The term Vouchers is a universal term to describe the mechanism making a chip purchase with either a VIP voucher or a Special Voucher. VIP vouchers provide the opportunity to purchase more chips with a higher chip multiplier, e.g, 2x chip sale, the standard sales price remains the same. The Special Vouchers are not specific to a higher tier in the loyalty program, but rather are marketing tools to incentivize continued game play through chip purchases for a non-payer and payers who have not made a repeat purchase as quickly as the Company would hope for. The Company’s regularly occurring Friday chip sales are available to all players and the multiplier is equal to or greater than the multiplier available on the vouchers.

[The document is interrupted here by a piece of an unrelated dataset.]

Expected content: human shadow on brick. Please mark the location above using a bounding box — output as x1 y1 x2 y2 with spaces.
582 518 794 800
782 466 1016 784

With respect to why players purchase chips if there are multiple readily available free chip offers, the Company advises as follows: Despite the fact that the Company’s gaming apps very frequently provide large volumes of free chips, some players consume them very rapidly to the point that the balance of chips available to them to continue playing the app becomes low. As a result, some players choose to purchase chips instead of waiting for the next future offer to receive free chips in order to immediately extend gameplay.


U.S. Securities and Exchange Commission

June 2, 2020

Page 5

 

Subsequent events, page F-13

 

6.

As disclosed, on May 15, 2020, DoubleU Games (“DUG”) exercised the call option to purchase the 2.5% Non-convertible Bonds with warrants issued to STIC and exercised the warrants by surrendering the 2.5% Non-convertible Bonds into 306,539 common shares at the exercise price of KRW 293,600 (US$240.03 at May 1, 2020 with initial conversion price of $254.00). Concurrently, STIC agreed to convert the 2.5% 7-year convertible bonds into 715,258 newly-issued common shares at the conversion price of KRW 293,600 (US$240.03 at May 1, 2020) no later than June 5, 2020. Please disclose the financial impact of these transactions and clarify whether the down-round and contingent beneficial conversion provisions have been triggered. We note the change in the conversion price. See ASC 855-10-50-2.

Response to Comment No. 6:

The Company respectfully advises the Staff that there has been no change in the exercise price of the Non-convertible Bonds with Warrants or the conversion price of the Convertible Bonds. The Non-convertible Bonds, the Warrants, and the Convertible Bonds are all denominated in KRW and the exercise price of the Warrants and conversion price of the Convertible Bonds are also in KRW. Both the exercise price of the Warrants and conversion price of the Convertible Bonds is KRW 293,600. We parenthetically disclose USD amounts for certain financial instruments denominated in KRW for the benefit of the reader. Please refer to Note 2: Significant accounting policies—Functional currency and translation of financial statements. Any variation in the USD amount presented over time is related to the change in the convenience translation applied to the F-1 document and the prevailing rate at each balance sheet date.

The Company is still in the process of evaluating the accounting for these transactions. However, no down-round or contingent beneficial conversion provisions have been triggered.

 

 

We thank the Staff for its review and consideration of the Company’s foregoing responses to the Staff’s comments. If the Staff needs any additional information or has any questions regarding the foregoing responses, please do not hesitate to contact the undersigned at (310) 586-7773 or by email at jonesb@gtlaw.com.

 

Sincerely,

/s/ Barbara A. Jones, Esq.

Barbara A. Jones, Esq.

 

cc:

Office of International Corporate Finance, Securities and Exchange Commission

In Keuk Kim, Chief Executive Officer, DoubleDown Interactive Co., Ltd.

Joseph A. Sigrist, Chief Financial Officer, DoubleDown Interactive Co., Ltd.